XIII

« Dès que vous serez prêts. »

 

Le R. P. François-Marie Chignier, de la Société des Missionnaires d'Afrique, nous écrivait du séminaire Sainte-Anne de Jérusalem, le 12 mars 1931 :

 

Je vous avais promis, lors de votre pèlerinage en Terre Sainte, de rédiger à votre intention les souvenirs personnels sur le saint Curé d'Ars qui sont encore vivants dans ma mémoire.

Dans ma région, le sud-est de la Saône-et-Loire, presque toutes les familles se plaisaient à narrer par le détail des faits plus ou moins remarquables de ce prêtre si puissant auprès de Dieu que l'on allait consulter sur les cas les plus épineux, à qui l'on aimait à ouvrir sa conscience parce qu'il y voyait nettement tout ce qui s'y était passé, qui rassurait, convertissait ou bien annonçait l'avenir.

Depuis un demi-siècle, plus rares se font ceux qui eurent le privilège de voir le saint Curé et même ceux qui ont entendu les témoins directs de ses prodiges, ses pénitents, les bénéficiaires de ses miracles.

Je suis né l'année qui a suivi sa mort (1860). Bientôt j'aurai atteint son âge. J'ai oublié malheureusement bon nombre de faits merveilleux ou de paroles prophétiques que j'ai entendu rapporter jadis.

À la gloire du cher saint je tiens à vous faire connaître, à vous son cher historien et ami, ce que je puis encore garantir comme absolument authentique.

 

Et le bon Père Blanc conte d'abord que, dès 1840, M. Jean Augay, maire de Saint-Racho, commune du canton de La Clayette en Saône-et-Loire, conduisit plusieurs fois au village d'Ars nombre de ses administrés. M. Augay était un chrétien de vieille roche. Chef d'une famille de dix-huit enfants – où Françoise, qui serait la mère du R. P. Chignier, se classait la seconde – il aimait revivre de temps en temps dans la douce paix du pèlerinage.

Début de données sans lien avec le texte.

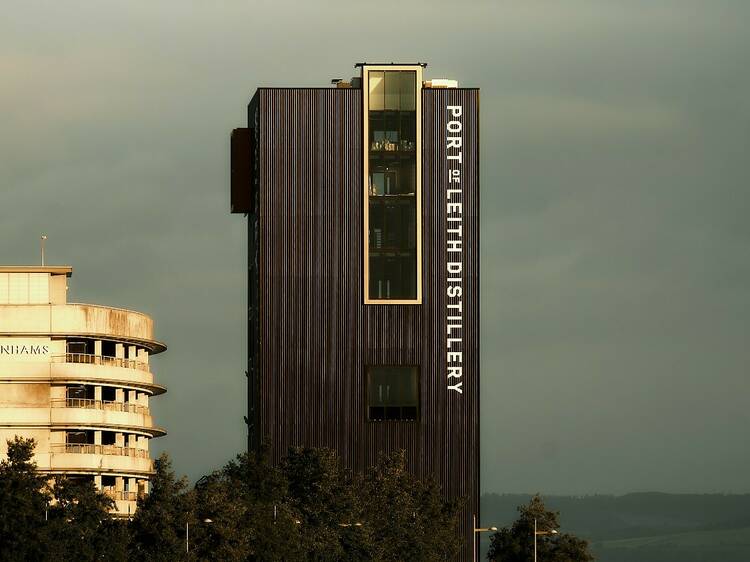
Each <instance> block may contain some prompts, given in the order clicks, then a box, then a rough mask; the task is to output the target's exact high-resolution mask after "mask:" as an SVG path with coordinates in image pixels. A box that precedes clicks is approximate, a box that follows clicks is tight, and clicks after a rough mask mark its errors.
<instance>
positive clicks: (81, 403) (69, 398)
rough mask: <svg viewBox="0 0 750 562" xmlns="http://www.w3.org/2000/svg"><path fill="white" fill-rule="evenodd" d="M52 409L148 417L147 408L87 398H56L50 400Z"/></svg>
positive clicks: (119, 402)
mask: <svg viewBox="0 0 750 562" xmlns="http://www.w3.org/2000/svg"><path fill="white" fill-rule="evenodd" d="M52 407H53V408H85V409H88V410H106V411H109V412H128V413H131V414H143V415H146V416H148V415H150V413H149V409H148V407H147V406H141V405H140V404H130V403H128V402H115V401H114V400H92V399H89V398H56V399H54V400H52Z"/></svg>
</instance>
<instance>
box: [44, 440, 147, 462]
mask: <svg viewBox="0 0 750 562" xmlns="http://www.w3.org/2000/svg"><path fill="white" fill-rule="evenodd" d="M49 450H50V452H51V453H75V454H78V455H114V456H117V457H134V458H137V459H147V458H148V451H147V450H146V449H136V448H135V447H120V446H119V445H94V444H92V443H53V444H51V445H50V448H49Z"/></svg>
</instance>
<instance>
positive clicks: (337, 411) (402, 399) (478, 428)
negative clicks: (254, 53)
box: [232, 63, 479, 560]
mask: <svg viewBox="0 0 750 562" xmlns="http://www.w3.org/2000/svg"><path fill="white" fill-rule="evenodd" d="M357 66H358V67H359V68H360V72H361V74H360V76H359V77H357V78H353V79H352V80H351V82H341V81H339V82H337V83H335V84H334V85H333V86H332V87H327V88H259V89H258V90H257V92H256V93H255V95H254V96H253V98H252V100H251V101H250V105H249V108H248V127H247V128H244V129H235V130H234V131H233V133H232V212H235V213H244V214H246V216H247V219H248V249H249V255H248V370H247V374H248V415H247V424H248V447H249V448H255V447H257V446H258V445H259V444H260V442H261V440H263V439H266V440H268V442H269V443H270V445H271V447H272V455H273V459H274V460H275V461H278V460H279V459H280V458H281V457H282V456H284V454H285V453H286V451H287V450H288V448H289V447H291V446H298V445H301V446H315V447H330V448H333V449H336V450H337V451H338V453H339V455H340V456H341V458H342V459H343V461H344V462H345V463H346V464H347V465H348V466H349V467H351V468H353V469H355V470H364V469H366V468H367V467H368V466H371V465H372V464H374V463H375V461H376V459H377V456H378V454H379V453H380V452H388V451H393V450H395V449H405V450H406V451H407V455H408V459H409V463H410V469H411V470H412V471H413V472H414V473H415V474H417V475H419V476H427V475H434V476H435V477H436V478H437V480H438V481H439V482H440V483H441V485H442V487H443V490H444V492H445V494H446V495H447V496H449V497H451V498H456V497H464V498H466V500H467V507H466V509H465V512H464V513H463V515H462V519H461V526H462V532H463V534H464V536H465V542H466V548H465V551H464V553H463V554H462V559H466V560H468V559H470V558H471V549H472V546H471V545H472V538H473V537H472V534H473V524H472V516H473V515H475V514H478V510H479V90H478V89H476V88H459V87H457V83H456V82H455V81H453V80H432V81H423V75H422V74H423V70H424V67H425V66H426V65H423V64H369V63H364V64H360V65H357Z"/></svg>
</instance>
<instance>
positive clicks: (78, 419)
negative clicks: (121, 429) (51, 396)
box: [50, 398, 166, 437]
mask: <svg viewBox="0 0 750 562" xmlns="http://www.w3.org/2000/svg"><path fill="white" fill-rule="evenodd" d="M50 405H51V406H52V410H51V412H50V422H51V425H53V426H61V425H62V426H78V427H103V428H107V429H111V430H117V429H122V430H129V431H133V430H134V431H135V432H136V433H142V434H146V435H148V436H149V437H161V436H162V435H165V434H166V431H164V429H162V428H160V427H155V426H154V422H153V418H152V417H151V414H150V413H149V409H148V408H146V407H145V406H141V405H139V404H128V403H124V402H112V401H108V400H89V399H85V398H59V399H54V400H52V401H51V402H50Z"/></svg>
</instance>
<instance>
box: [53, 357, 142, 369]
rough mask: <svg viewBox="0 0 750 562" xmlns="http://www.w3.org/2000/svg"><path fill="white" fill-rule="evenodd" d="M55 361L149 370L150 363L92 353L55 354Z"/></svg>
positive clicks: (57, 362) (56, 361) (55, 361)
mask: <svg viewBox="0 0 750 562" xmlns="http://www.w3.org/2000/svg"><path fill="white" fill-rule="evenodd" d="M52 361H53V362H55V363H85V364H87V365H108V366H110V367H124V368H125V369H137V370H138V371H146V372H147V373H148V372H149V369H148V363H145V362H143V361H138V360H137V359H125V358H124V357H109V356H107V355H93V354H91V353H61V354H59V355H53V356H52Z"/></svg>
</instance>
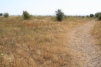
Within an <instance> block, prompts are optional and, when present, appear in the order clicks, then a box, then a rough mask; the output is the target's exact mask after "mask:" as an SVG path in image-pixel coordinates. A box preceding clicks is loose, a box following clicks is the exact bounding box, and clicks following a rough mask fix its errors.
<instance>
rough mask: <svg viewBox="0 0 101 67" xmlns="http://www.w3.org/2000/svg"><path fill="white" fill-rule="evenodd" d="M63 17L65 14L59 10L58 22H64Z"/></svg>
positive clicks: (58, 15)
mask: <svg viewBox="0 0 101 67" xmlns="http://www.w3.org/2000/svg"><path fill="white" fill-rule="evenodd" d="M63 16H64V13H63V12H62V11H61V10H60V9H58V10H57V11H56V18H57V21H62V20H63Z"/></svg>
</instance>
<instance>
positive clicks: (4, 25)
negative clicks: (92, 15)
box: [0, 17, 90, 67]
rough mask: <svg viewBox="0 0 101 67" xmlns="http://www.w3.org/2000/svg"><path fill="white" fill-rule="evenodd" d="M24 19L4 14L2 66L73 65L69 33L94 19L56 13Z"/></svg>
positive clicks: (0, 31) (61, 66) (52, 66)
mask: <svg viewBox="0 0 101 67" xmlns="http://www.w3.org/2000/svg"><path fill="white" fill-rule="evenodd" d="M39 18H40V17H36V18H33V19H31V20H22V18H20V17H9V18H3V17H0V67H40V66H41V67H62V66H69V65H71V62H70V60H71V57H72V56H71V54H70V50H69V48H68V47H67V41H68V40H67V39H68V36H67V33H68V32H69V30H71V29H73V28H75V27H76V26H79V25H81V24H83V23H85V22H87V21H89V20H90V19H87V18H78V17H68V18H67V19H66V18H65V19H64V21H62V22H57V21H55V20H52V17H41V18H40V19H39Z"/></svg>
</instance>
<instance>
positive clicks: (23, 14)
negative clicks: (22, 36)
mask: <svg viewBox="0 0 101 67" xmlns="http://www.w3.org/2000/svg"><path fill="white" fill-rule="evenodd" d="M30 17H31V16H30V14H29V13H28V12H27V11H23V18H24V19H25V20H27V19H30Z"/></svg>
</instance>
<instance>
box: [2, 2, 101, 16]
mask: <svg viewBox="0 0 101 67" xmlns="http://www.w3.org/2000/svg"><path fill="white" fill-rule="evenodd" d="M57 9H61V10H62V11H63V12H64V13H65V14H66V15H87V14H88V15H89V14H91V13H93V14H94V13H96V12H100V11H101V0H0V13H5V12H8V13H9V14H10V15H22V11H25V10H26V11H28V12H29V13H30V14H33V15H55V11H56V10H57Z"/></svg>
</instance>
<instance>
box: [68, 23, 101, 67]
mask: <svg viewBox="0 0 101 67" xmlns="http://www.w3.org/2000/svg"><path fill="white" fill-rule="evenodd" d="M95 23H96V22H95V21H90V22H87V23H86V24H84V25H82V26H80V27H77V28H75V29H73V30H72V31H70V32H69V34H68V35H69V44H68V47H69V48H70V49H71V50H72V52H71V53H72V55H73V58H72V60H71V62H72V66H71V67H101V49H100V47H99V46H98V45H96V44H95V41H94V38H93V37H92V36H91V34H90V31H91V29H92V28H93V26H94V25H95Z"/></svg>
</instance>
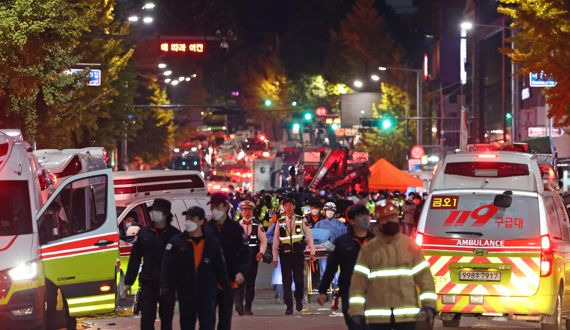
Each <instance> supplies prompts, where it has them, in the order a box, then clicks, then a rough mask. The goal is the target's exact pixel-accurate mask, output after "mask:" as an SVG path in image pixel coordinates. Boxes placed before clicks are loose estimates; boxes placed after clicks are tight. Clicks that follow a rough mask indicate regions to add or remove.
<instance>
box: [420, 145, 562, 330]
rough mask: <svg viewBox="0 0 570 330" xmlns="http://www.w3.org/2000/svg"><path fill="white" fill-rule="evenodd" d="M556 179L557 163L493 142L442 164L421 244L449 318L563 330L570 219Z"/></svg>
mask: <svg viewBox="0 0 570 330" xmlns="http://www.w3.org/2000/svg"><path fill="white" fill-rule="evenodd" d="M556 182H557V180H556V177H555V171H554V168H553V167H552V163H549V162H548V161H547V160H546V159H545V158H544V157H541V156H538V155H532V154H528V153H522V152H510V151H501V150H493V149H487V150H484V151H476V152H467V153H458V154H453V155H449V156H447V157H446V159H445V160H444V161H443V162H442V163H440V165H439V167H438V169H437V171H436V173H435V176H434V179H433V182H432V187H431V192H430V194H429V197H428V199H427V201H426V204H425V206H424V209H423V211H422V215H421V218H420V222H419V225H418V233H417V236H416V243H417V244H418V245H419V246H421V247H422V249H423V251H424V252H425V255H426V259H427V260H428V261H429V263H430V265H431V271H432V274H433V276H434V280H435V286H436V291H437V294H438V299H437V310H438V311H439V312H440V317H441V319H442V320H443V325H444V326H446V327H458V326H459V324H460V319H461V317H462V316H477V317H494V318H496V317H500V318H504V319H513V320H524V321H534V322H539V323H540V324H541V325H542V328H543V329H558V328H559V327H560V326H561V325H562V324H563V319H565V318H567V317H569V316H570V273H569V272H568V269H570V259H569V258H568V256H569V254H568V251H570V222H569V218H568V213H567V210H566V207H565V206H564V201H563V200H562V198H561V197H560V195H559V193H558V192H557V190H556V187H555V186H554V184H555V183H556ZM569 325H570V324H569ZM569 328H570V327H569Z"/></svg>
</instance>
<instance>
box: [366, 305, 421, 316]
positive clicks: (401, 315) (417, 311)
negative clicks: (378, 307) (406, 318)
mask: <svg viewBox="0 0 570 330" xmlns="http://www.w3.org/2000/svg"><path fill="white" fill-rule="evenodd" d="M419 313H420V308H418V307H405V308H394V309H393V310H390V309H367V310H365V311H364V316H366V317H374V316H385V317H390V316H392V314H393V315H394V316H403V315H411V316H413V315H417V314H419Z"/></svg>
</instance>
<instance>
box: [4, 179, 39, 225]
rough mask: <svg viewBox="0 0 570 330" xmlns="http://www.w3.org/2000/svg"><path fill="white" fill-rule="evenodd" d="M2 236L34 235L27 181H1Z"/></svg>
mask: <svg viewBox="0 0 570 330" xmlns="http://www.w3.org/2000/svg"><path fill="white" fill-rule="evenodd" d="M0 210H2V212H0V236H12V235H23V234H31V233H32V231H33V230H32V212H31V210H30V197H29V195H28V182H27V181H0Z"/></svg>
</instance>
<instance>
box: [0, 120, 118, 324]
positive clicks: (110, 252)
mask: <svg viewBox="0 0 570 330" xmlns="http://www.w3.org/2000/svg"><path fill="white" fill-rule="evenodd" d="M41 173H43V169H42V168H41V166H40V165H39V163H38V162H37V159H36V157H35V156H34V154H33V153H32V148H31V146H30V145H29V144H28V143H27V142H25V141H23V139H22V135H21V133H20V132H19V131H17V130H4V131H0V201H1V203H2V204H1V209H2V212H0V320H1V322H2V323H1V324H2V325H1V326H0V327H2V328H11V327H18V328H22V329H29V328H35V327H38V328H43V327H46V328H50V329H51V328H61V327H66V328H74V327H75V318H74V317H75V316H81V315H87V314H97V313H107V312H112V311H114V310H115V292H116V285H115V274H116V273H117V267H116V260H117V258H118V235H117V227H116V214H115V203H114V199H113V182H112V173H111V171H110V170H100V171H93V172H89V173H82V174H78V175H73V176H70V177H68V178H67V179H66V180H64V181H63V182H60V184H59V186H58V187H57V188H56V189H55V190H54V191H53V193H52V194H51V195H50V196H49V198H48V199H47V201H46V202H45V203H44V198H42V181H43V180H45V177H43V179H42V176H41V175H40V174H41ZM43 184H44V185H45V182H43ZM45 197H47V196H45Z"/></svg>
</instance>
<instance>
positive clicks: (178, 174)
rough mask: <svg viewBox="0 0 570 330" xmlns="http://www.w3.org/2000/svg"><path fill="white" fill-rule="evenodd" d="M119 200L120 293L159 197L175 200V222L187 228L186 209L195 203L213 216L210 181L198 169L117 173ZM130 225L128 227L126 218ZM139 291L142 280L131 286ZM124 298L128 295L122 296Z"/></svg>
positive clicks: (133, 289) (118, 209)
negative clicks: (138, 238)
mask: <svg viewBox="0 0 570 330" xmlns="http://www.w3.org/2000/svg"><path fill="white" fill-rule="evenodd" d="M114 184H115V201H116V204H117V215H118V217H117V223H118V226H119V233H120V255H121V257H120V259H121V270H120V274H119V281H118V285H119V293H122V292H123V290H122V288H123V286H124V282H123V277H124V275H125V274H126V271H127V266H128V264H129V257H130V255H131V249H132V241H133V239H134V236H135V235H136V233H137V232H138V229H139V228H141V227H144V226H147V225H149V224H150V223H151V220H150V215H149V210H148V209H149V207H150V205H152V202H153V201H154V199H155V198H164V199H167V200H169V201H170V202H171V203H172V214H173V216H174V218H173V221H172V225H173V226H174V227H176V228H178V229H180V230H183V229H184V219H185V216H184V215H182V212H184V211H186V210H187V209H188V208H190V207H192V206H200V207H202V208H203V209H204V210H205V211H206V215H207V216H210V208H209V205H207V204H208V201H209V200H210V199H209V197H208V196H207V189H206V182H205V181H204V178H203V177H202V174H201V173H200V172H198V171H166V170H164V171H163V170H153V171H128V172H115V173H114ZM127 218H128V219H129V224H131V225H134V226H130V227H127V226H126V221H125V220H126V219H127ZM137 290H138V281H137V282H135V283H134V285H133V286H131V293H132V294H134V293H136V292H137ZM120 298H125V297H124V296H121V297H120Z"/></svg>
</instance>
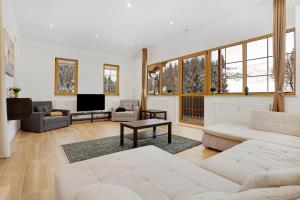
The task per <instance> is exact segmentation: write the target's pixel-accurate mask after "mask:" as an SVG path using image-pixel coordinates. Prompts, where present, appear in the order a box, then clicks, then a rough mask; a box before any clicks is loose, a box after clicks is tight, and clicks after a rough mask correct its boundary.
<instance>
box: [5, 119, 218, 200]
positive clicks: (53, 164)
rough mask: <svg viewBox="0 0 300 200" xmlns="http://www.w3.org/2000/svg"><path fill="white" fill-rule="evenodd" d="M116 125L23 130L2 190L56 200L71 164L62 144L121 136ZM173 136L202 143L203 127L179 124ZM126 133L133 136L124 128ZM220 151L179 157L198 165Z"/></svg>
mask: <svg viewBox="0 0 300 200" xmlns="http://www.w3.org/2000/svg"><path fill="white" fill-rule="evenodd" d="M119 129H120V124H119V123H117V122H94V123H89V122H80V123H75V124H73V125H71V126H70V127H67V128H62V129H57V130H53V131H48V132H44V133H31V132H23V131H20V132H19V133H18V134H17V136H16V137H15V139H14V140H13V142H12V147H11V148H12V155H11V157H10V158H7V159H0V191H1V189H2V190H4V189H5V190H6V191H7V188H9V193H10V199H12V200H19V199H22V200H55V199H56V198H55V179H54V177H55V176H54V175H55V171H56V170H57V169H59V168H62V167H64V166H66V165H68V161H67V159H66V157H65V155H64V153H63V151H62V149H61V145H62V144H69V143H73V142H80V141H86V140H93V139H98V138H104V137H109V136H117V135H119ZM172 130H173V134H176V135H180V136H184V137H188V138H191V139H195V140H201V138H202V134H203V132H202V130H201V129H200V128H194V127H188V126H182V125H176V126H173V129H172ZM125 133H130V130H129V129H125ZM216 153H217V152H216V151H213V150H210V149H206V148H204V147H203V145H200V146H197V147H194V148H191V149H188V150H186V151H183V152H180V153H178V154H176V155H177V156H179V157H181V158H184V159H186V160H189V161H191V162H194V163H196V164H199V163H200V162H201V161H202V160H204V159H206V158H208V157H210V156H213V155H215V154H216Z"/></svg>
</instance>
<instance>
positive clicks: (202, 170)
mask: <svg viewBox="0 0 300 200" xmlns="http://www.w3.org/2000/svg"><path fill="white" fill-rule="evenodd" d="M274 170H277V171H276V173H273V171H274ZM278 170H279V173H278ZM291 170H292V172H290V171H291ZM293 170H294V171H293ZM281 171H282V172H281ZM285 171H289V173H286V172H285ZM268 173H269V174H272V173H273V175H272V176H275V179H276V180H278V177H277V178H276V176H278V174H280V176H279V177H282V176H283V177H284V178H279V180H281V181H279V183H278V181H272V176H271V175H268V178H267V181H266V183H262V182H260V185H259V187H258V188H257V187H256V185H255V184H253V180H252V182H251V178H253V177H256V176H258V178H256V179H259V176H262V175H264V174H268ZM299 173H300V149H298V148H293V147H289V146H283V145H278V144H272V143H268V142H264V141H258V140H249V141H246V142H243V143H242V144H239V145H237V146H235V147H232V148H231V149H229V150H227V151H224V152H222V153H220V154H218V155H216V156H214V157H211V158H209V159H207V160H205V161H203V162H202V163H201V164H200V166H197V165H195V164H192V163H190V162H188V161H186V160H184V159H182V158H179V157H177V156H175V155H171V154H169V153H167V152H165V151H163V150H161V149H159V148H157V147H154V146H147V147H141V148H137V149H133V150H129V151H123V152H119V153H115V154H110V155H106V156H102V157H98V158H94V159H90V160H86V161H81V162H78V163H74V164H70V165H69V166H68V167H67V168H65V169H61V170H59V171H58V172H57V174H56V192H57V198H58V200H102V199H105V200H141V199H143V200H263V199H266V200H273V199H276V200H296V199H298V198H300V174H299ZM270 177H271V178H270ZM249 179H250V183H251V184H249ZM256 179H254V183H255V180H256ZM268 181H269V182H268ZM261 184H264V185H263V186H262V185H261Z"/></svg>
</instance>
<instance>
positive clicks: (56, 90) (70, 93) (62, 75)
mask: <svg viewBox="0 0 300 200" xmlns="http://www.w3.org/2000/svg"><path fill="white" fill-rule="evenodd" d="M77 90H78V60H74V59H67V58H55V95H60V96H73V95H77Z"/></svg>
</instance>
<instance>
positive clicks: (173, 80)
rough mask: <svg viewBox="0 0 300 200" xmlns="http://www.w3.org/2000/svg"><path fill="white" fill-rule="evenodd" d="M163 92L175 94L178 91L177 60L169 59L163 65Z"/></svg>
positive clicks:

Mais par contre cela déplaisait fort, il faut le croire, au grand ennemi du Curé d'Ars. « Plusieurs fois, atteste notre aimable correspondant, il arriva aux habitants de Saint-Racho d'entendre, en traversant les forêts, le vacarme formidable d'invisibles escadrons de cavaliers accourant menaçants à leur rencontre. Ils ont toujours cru que c'était le grappin qui voulait les effrayer dans l'intention d'empêcher ces pieux pèlerinages. »

M. Vianney avait de l'amitié pour ces bons pèlerins de Saint-Racho, et il leur en donna des preuves au moins une fois.

 

La petite troupe, M. le maire en tête, venait un jour de prendre place dans les bancs à la suite des nombreux pénitents qui se préparaient à leur confession. Eux aussi, ils s'étaient résignés à attendre, lorsque M. Jean Augay eut la surprise de voir le saint Curé quitter le confessionnal et s'avancer jusqu'à lui.

« Mon bon Monsieur, lui dit le serviteur de Dieu, vous et vos amis vous viendrez vous confesser dès que vous serez prêts. »

Étonnement des habitants de Saint-Racho, non moins que de leurs voisins dont le tour se trouvait d'autant retardé. Mais le saint avait parlé. Il n'y eut pas de murmures.

Cependant M. Augay se demandait pour quel motif secret le Curé d'Ars prenait le parti de les confesser sans plus attendre. L'explication vint tout de suite :

« C'est que, mon cher ami, il faudra le plus tôt que vous pourrez vous en retourner à cause de cette personne qu'on réclame chez elle. »

Et M. Vianney indiquait une jeune femme du groupe. Donc on se confessa et l'on voyagea vers Saint-Racho en grande hâte.

La mère de la jeune femme, que celle-ci avait laissée bien portante à la maison, était mourante.